I will work for another company and is my driving licence still valid ?

Appreciate input,

Eric.


----------



## Stevesolar (Dec 21, 2012)

Hi,
Your UAE driving licence is not linked to your work or sponsor - so providing it is still within date - you will be able to use it (once you have a valid UAE visa).
There is a bit of a grey area when you are going through the visa process as to whether you need to use licence from home country or UAE licence to drive here - this applies to both hire cars or your own car - so you need to be a bit careful until your visa is confirmed.
Cheers
Steve


----------



## buitenlander1 (Aug 24, 2014)

thanks Steve; we still have Hungarian ones so you mean when we apply for paperwork we show if asked for our Hungarian papers and only when visa we go back to our UAE ones?
We want to buy a car again so we push for getting our residences asap again.

Eric


----------



## BedouGirl (Sep 15, 2011)

buitenlander1 said:


> thanks Steve; we still have Hungarian ones so you mean when we apply for paperwork we show if asked for our Hungarian papers and only when visa we go back to our UAE ones? We want to buy a car again so we push for getting our residences asap again. Eric


Do you mean if you get stopped by the police?


----------



## Edino (Sep 22, 2013)

International license is the only license valid in Dubai while not on a residence visa. Ps: With an international license, you are only allowed to drive a rental car, not a private car.

Once your residence visa is stamped, your existing Dubai license (provided it is not expired) will be valid again.

Its not the police that will make a fuzz when you drive a private car on a Dubai license whilst not being a resident, but the insurance company is the one that will not pay out when if you have an accident.....


----------



## buitenlander1 (Aug 24, 2014)

Thanks all clear now. Appreciate this.


----------



## Chocoholic (Oct 29, 2012)

Well my father has been non-resident from the UAE for several years now and he still has his Dubai license that he drives on when he comes here. We checked with the police and they said that it's fine. He even drives my car with no issues.


----------



## Stevesolar (Dec 21, 2012)

Chocoholic said:


> He even drives my car with no issues.


...................... Until someone runs into your car with him driving. It is a bit of a grey area if you drive here on a UAE driving licence without a valid UAE residence visa - despite what the Police tell you.
Cheers
Steve


----------



## Kayote (Nov 12, 2013)

Stevesolar said:


> ...It is a bit of a grey area if you drive here on a UAE driving licence without a valid UAE residence visa - despite what the Police tell you.
> Cheers
> Steve


Agree with it being a grey area, was under the same understanding - but, a recent example of a similar situation ended with insurance paying out for the damage. They asked for the drivers valid license; EID request as turned down as he was on visit visa. 

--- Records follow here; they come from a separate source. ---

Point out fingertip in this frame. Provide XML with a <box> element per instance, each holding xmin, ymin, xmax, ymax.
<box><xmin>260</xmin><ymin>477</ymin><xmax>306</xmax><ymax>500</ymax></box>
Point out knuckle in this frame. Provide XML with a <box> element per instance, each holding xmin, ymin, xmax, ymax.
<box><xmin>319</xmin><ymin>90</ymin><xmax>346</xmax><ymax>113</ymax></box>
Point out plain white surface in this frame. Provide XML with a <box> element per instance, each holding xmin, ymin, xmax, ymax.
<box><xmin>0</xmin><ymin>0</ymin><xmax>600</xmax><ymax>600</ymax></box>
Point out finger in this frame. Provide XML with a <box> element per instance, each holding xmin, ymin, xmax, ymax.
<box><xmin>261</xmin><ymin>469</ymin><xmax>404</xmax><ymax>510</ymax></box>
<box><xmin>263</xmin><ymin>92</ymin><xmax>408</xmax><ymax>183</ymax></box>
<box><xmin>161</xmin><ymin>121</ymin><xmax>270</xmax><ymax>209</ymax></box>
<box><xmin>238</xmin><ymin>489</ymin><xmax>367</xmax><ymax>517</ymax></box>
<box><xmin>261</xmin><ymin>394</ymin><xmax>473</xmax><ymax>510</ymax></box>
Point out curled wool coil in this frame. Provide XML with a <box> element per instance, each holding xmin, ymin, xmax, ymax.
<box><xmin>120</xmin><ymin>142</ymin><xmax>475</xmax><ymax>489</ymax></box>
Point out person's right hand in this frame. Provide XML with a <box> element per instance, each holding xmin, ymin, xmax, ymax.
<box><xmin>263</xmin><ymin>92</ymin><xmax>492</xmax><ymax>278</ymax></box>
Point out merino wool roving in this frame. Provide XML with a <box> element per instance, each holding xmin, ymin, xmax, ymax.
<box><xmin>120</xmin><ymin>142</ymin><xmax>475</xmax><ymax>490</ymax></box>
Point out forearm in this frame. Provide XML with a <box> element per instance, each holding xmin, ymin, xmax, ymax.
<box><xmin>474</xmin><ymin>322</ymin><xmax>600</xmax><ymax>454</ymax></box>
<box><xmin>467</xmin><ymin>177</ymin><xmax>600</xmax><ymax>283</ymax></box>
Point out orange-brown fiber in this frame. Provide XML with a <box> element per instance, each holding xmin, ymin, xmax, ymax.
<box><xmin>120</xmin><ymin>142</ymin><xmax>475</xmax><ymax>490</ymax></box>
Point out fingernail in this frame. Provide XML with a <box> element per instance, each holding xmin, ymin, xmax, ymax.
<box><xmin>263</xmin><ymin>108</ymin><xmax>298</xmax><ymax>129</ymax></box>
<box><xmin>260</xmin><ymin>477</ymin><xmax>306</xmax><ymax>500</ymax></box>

Having said this, I would NOT want to try this again.


----------



## Marsellus (Nov 5, 2014)

Hi all - sorry to hijack the thread. Tried to use the search function to my best abilities.


We are planning to establish FZCO soon in Dubai.
If I am correct, because of establishment of FZCO we can receive residence visas and UAE ID's but to drive our own cars in Dubai we need UAE driver's license. 
Since we are from Switzerland we can exchange our driver's license, but does this mean they withhold the original license from the origin country or will they simply give an additional UAE license? I'm a bit scared that should I return to Switzerland they will be a bit reluctant to re-exchange the license, hence I'd rather just keep it.

Thanks in advance


----------



## Stevesolar (Dec 21, 2012)

Marsellus said:


> Hi all - sorry to hijack the thread. Tried to use the search function to my best abilities.
> 
> 
> We are planning to establish FZCO soon in Dubai.
> ...


Hi,
If you are from a country that the UAE recognizes for driving licence exchange - you simply turn up at the RTA office with correct paperwork and they issue you with a UAE licence without keeping your original licence.
Cheers
Steve


----------



## dubaiman45 (May 3, 2014)

Stevesolar said:


> Hi,
> If you are from a country that the UAE recognizes for driving licence exchange - you simply turn up at the RTA office with correct paperwork and they issue you with a UAE licence without keeping your original licence.
> Cheers
> Steve


Hello 
Do you think they could accept the transfer of the moroccan dl for french passport ?

Thank you


----------



## Stevesolar (Dec 21, 2012)

dubaiman45 said:


> Hello
> Do you think they could accept the transfer of the moroccan dl for french passport ?
> 
> Thank you


Er - no!


----------



## Val_TX (Mar 16, 2012)

My friend who had been driving for 50 years, has American passport and Thai driving license. He had to take 20 lessons. In practicality, he probably took less, but paid the full 20. 

I am in the situation with no residence visa and a UAE license and my original TX license. I have been in two accidents, neither my fault. So it's a very real risk that I didn't know I was taking.


----------